I have a long program and the goal is to solve the matrix system ax=b. When I run it, it reveals that "error: size of variable is too large".
program ddm
integer :: i,j,k
integer, parameter :: FN=1,FML=80,FMH=80
integer, parameter :: NBE=1*80*80 !NBE=FN*FML*FMH
double precision, dimension(1:3*NBE,1:3*NBE) :: AA
double precision, dimension(1:3*NBE) :: BB
double precision :: XX(3*NBE)
double precision, dimension(1:NBE) :: DSL,DSH,DNN
double precision, dimension(1:FML,1:FMH) :: DSL1,DSH1,DNN1
! Construct a block matrix
AA(1:NBE,1:NBE) = SLSL
AA(1:NBE,NBE+1:2*NBE) = SLSH
AA(1:NBE,2*NBE+1:3*NBE) = SLNN
AA(NBE+1:2*NBE,1:NBE) = SHSL
AA(NBE+1:2*NBE,NBE+1:2*NBE) = SHSH
AA(NBE+1:2*NBE,2*NBE+1:3*NBE) = SHNN
AA(2*NBE+1:3*NBE,1:NBE) = NNSL
AA(2*NBE+1:3*NBE,NBE+1:2*NBE) = NNSH
AA(2*NBE+1:3*NBE,2*NBE+1:3*NBE) = NNNN
! Construct a block matrix for boundary condition
BB(1:NBE) = SLBC
BB(NBE+1:2*NBE) = SHBC
BB(2*NBE+1:3*NBE) = NNBC
call GE(AA,BB,XX,3*NBE)
DSL = XX(1:NBE)
DSH = XX(NBE+1:2*NBE)
DNN = XX(2*NBE+1:3*NBE)
DSL1 = reshape(DSL,(/FML,FMH/))
DSH1 = reshape(DSH,(/FML,FMH/))
DNN1 = reshape(DNN,(/FML,FMH/))
open(unit=2, file='DNN2.txt', ACTION="write", STATUS="replace")
do i=1,80
write(2,'(*(F14.7))') real(DNN1(i,:))
end do
end program ddm
Note: GE(AA,BB,XX,3*NBE) is the function for solving the matrix system. Below is the GE function.
subroutine GE(a,b,x,n)
!===========================================================
! Solutions to a system of linear equations A*x=b
! Method: Gauss elimination (with scaling and pivoting)

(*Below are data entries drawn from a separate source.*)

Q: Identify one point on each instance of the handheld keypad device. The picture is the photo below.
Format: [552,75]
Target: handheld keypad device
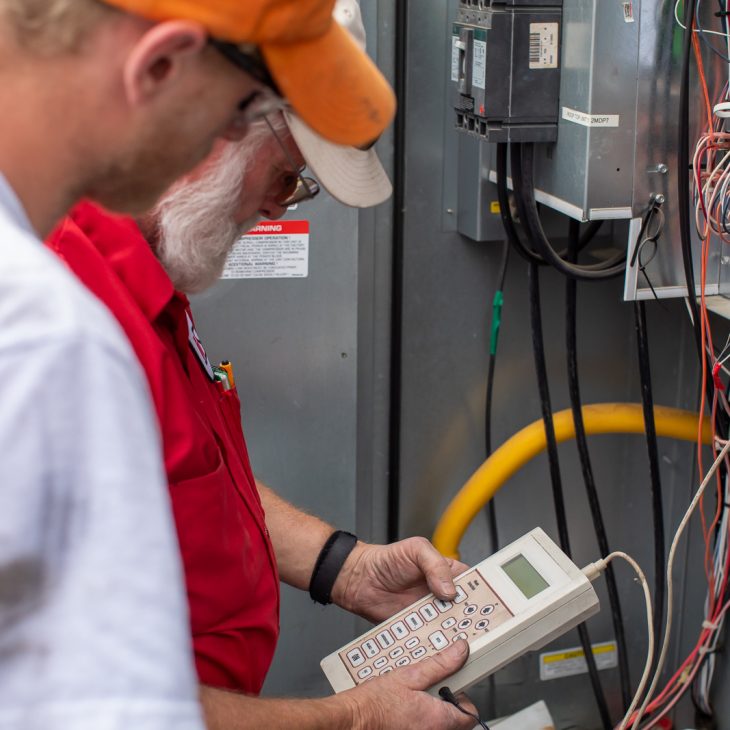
[516,600]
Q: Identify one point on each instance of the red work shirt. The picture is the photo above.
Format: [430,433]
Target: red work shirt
[230,568]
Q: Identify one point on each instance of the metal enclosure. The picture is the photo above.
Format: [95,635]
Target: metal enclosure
[312,359]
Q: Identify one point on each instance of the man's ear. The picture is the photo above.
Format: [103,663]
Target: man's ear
[157,59]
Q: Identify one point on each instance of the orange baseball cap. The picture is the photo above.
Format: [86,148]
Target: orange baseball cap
[328,80]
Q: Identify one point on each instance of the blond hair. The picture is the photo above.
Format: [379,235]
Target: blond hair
[52,27]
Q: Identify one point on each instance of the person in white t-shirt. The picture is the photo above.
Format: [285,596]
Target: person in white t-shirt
[97,101]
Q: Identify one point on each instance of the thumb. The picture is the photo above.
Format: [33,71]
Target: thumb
[436,668]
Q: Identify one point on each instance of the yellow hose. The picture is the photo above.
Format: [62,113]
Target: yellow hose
[530,441]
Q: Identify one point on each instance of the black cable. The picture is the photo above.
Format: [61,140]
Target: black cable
[505,213]
[493,342]
[555,478]
[448,696]
[587,469]
[513,235]
[524,190]
[657,502]
[494,328]
[396,326]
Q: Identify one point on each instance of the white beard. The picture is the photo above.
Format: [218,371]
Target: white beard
[195,225]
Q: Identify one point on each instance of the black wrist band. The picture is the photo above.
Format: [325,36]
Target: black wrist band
[329,563]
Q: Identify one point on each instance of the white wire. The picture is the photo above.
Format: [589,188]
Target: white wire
[696,30]
[670,564]
[707,671]
[649,630]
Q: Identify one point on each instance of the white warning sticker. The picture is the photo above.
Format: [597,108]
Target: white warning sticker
[544,45]
[568,662]
[479,64]
[590,120]
[271,250]
[454,57]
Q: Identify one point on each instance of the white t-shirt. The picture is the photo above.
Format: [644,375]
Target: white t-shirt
[93,619]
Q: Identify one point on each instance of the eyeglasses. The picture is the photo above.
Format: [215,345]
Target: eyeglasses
[246,57]
[295,187]
[260,102]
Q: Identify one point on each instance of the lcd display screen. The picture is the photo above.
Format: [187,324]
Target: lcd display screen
[524,576]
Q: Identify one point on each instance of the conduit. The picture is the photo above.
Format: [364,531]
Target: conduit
[599,418]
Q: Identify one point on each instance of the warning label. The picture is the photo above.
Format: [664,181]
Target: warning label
[271,250]
[569,662]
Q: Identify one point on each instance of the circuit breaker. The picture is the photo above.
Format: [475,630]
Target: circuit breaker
[505,69]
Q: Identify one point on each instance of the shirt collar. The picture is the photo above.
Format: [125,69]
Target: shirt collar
[10,203]
[119,240]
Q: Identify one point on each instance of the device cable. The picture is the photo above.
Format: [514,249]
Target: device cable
[657,502]
[448,696]
[587,469]
[670,581]
[538,345]
[591,572]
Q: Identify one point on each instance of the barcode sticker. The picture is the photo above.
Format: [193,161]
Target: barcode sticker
[544,45]
[455,57]
[479,64]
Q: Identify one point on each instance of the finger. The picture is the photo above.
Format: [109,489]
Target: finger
[466,703]
[435,568]
[436,668]
[457,567]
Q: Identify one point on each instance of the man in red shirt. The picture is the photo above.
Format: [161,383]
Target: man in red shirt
[238,537]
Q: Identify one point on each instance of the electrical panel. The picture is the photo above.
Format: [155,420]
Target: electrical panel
[505,69]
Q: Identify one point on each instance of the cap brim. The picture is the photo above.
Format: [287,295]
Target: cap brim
[352,176]
[333,86]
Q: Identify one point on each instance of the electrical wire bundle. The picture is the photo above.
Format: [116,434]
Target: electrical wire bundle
[710,197]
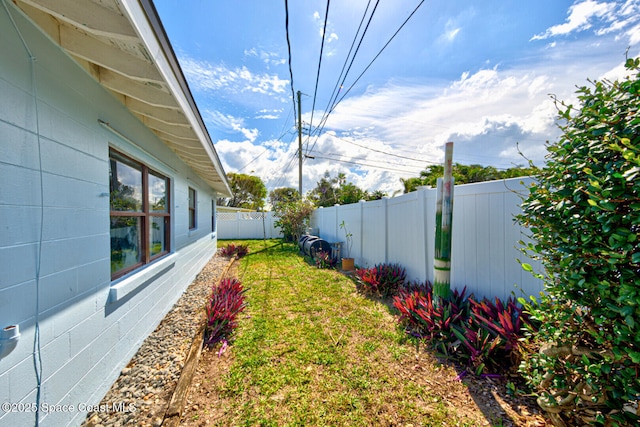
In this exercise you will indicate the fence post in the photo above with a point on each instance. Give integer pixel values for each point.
(444, 214)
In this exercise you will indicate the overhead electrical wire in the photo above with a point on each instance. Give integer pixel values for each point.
(384, 152)
(339, 83)
(343, 75)
(362, 164)
(369, 160)
(324, 33)
(282, 134)
(377, 55)
(286, 25)
(337, 101)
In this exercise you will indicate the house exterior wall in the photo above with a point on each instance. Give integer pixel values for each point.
(55, 231)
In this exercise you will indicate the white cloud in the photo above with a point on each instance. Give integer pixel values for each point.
(451, 31)
(228, 123)
(580, 18)
(206, 76)
(604, 17)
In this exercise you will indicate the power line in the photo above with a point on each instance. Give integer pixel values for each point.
(286, 25)
(377, 55)
(324, 32)
(326, 115)
(364, 164)
(386, 153)
(339, 83)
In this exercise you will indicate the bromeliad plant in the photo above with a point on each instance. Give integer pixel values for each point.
(491, 336)
(232, 249)
(384, 280)
(225, 304)
(485, 336)
(423, 318)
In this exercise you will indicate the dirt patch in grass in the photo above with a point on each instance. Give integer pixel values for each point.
(310, 350)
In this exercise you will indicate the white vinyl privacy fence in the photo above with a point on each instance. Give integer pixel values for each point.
(402, 230)
(247, 225)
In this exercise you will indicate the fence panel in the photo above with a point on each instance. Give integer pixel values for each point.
(246, 225)
(402, 230)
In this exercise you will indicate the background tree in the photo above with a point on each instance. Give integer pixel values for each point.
(293, 217)
(249, 192)
(464, 174)
(283, 195)
(331, 191)
(583, 216)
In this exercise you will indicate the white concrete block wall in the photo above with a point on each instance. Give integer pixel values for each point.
(85, 338)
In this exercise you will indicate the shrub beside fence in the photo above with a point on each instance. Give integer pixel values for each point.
(402, 230)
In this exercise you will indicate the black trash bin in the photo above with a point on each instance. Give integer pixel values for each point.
(315, 244)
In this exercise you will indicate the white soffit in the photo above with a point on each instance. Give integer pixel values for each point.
(123, 45)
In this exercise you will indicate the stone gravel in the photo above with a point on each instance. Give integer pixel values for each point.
(142, 393)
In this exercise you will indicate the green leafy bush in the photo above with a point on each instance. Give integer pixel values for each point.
(293, 217)
(384, 279)
(584, 218)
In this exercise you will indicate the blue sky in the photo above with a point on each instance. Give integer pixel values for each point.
(479, 74)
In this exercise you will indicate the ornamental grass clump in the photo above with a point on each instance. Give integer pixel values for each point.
(227, 301)
(383, 280)
(583, 213)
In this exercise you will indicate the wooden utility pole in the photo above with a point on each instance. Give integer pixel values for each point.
(300, 143)
(444, 214)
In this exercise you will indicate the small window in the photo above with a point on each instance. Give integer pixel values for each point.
(140, 218)
(192, 208)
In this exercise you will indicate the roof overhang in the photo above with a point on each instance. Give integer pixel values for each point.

!-----------------------------------------------------------
! input ...
! a(n,n) - array of coefficients for matrix A
! b(n) - array of the right hand coefficients b
! n - number of equations (size of matrix A)
! output ...
! x(n) - solutions
! coments ...
! the original arrays a(n,n) and b(n) will be destroyed
! during the calculation
!===========================================================
implicit none
integer n
double precision a(n,n),b(n),x(n)
double precision s(n)
double precision c, pivot, store
integer i, j, k, l
! step 1: begin forward elimination
do k=1, n-1
! step 2: "scaling"
! s(i) will have the largest element from row i
do i=k,n ! loop over rows
s(i) = 0.0
do j=k,n ! loop over elements of row i
s(i) = max(s(i),abs(a(i,j)))
end do
end do
! step 3: "pivoting 1"
! find a row with the largest pivoting element
pivot = abs(a(k,k)/s(k))
l = k
do j=k+1,n
if(abs(a(j,k)/s(j)) > pivot) then
pivot = abs(a(j,k)/s(j))
l = j
end if
end do
! Check if the system has a sigular matrix
if(pivot == 0.0) then
write(*,*) "The matrix is singular"
return
end if
! step 4: "pivoting 2" interchange rows k and l (if needed)
if (l /= k) then
do j=k,n
store = a(k,j)
a(k,j) = a(l,j)
a(l,j) = store
end do
store = b(k)
b(k) = b(l)
b(l) = store
end if
! step 5: the elimination (after scaling and pivoting)
do i=k+1,n
c=a(i,k)/a(k,k)
a(i,k) = 0.0
b(i)=b(i)- c*b(k)
do j=k+1,n
a(i,j) = a(i,j)-c*a(k,j)
end do
end do
end do
! step 6: back substiturion
x(n) = b(n)/a(n,n)
do i=n-1,1,-1
c=0.0
do j=i+1,n
c= c + a(i,j)*x(j)
end do
x(i) = (b(i)- c)/a(i,i)
end do
end subroutine GE
Turn your arrays (at least AA, BB, XX) into allocatable arrays and allocate them by yourself in the code. You are hitting the memory limit of statically allocated arrays. There is a limit of 2GB on some systems if I remember well (experts will confirm or give the right numbers).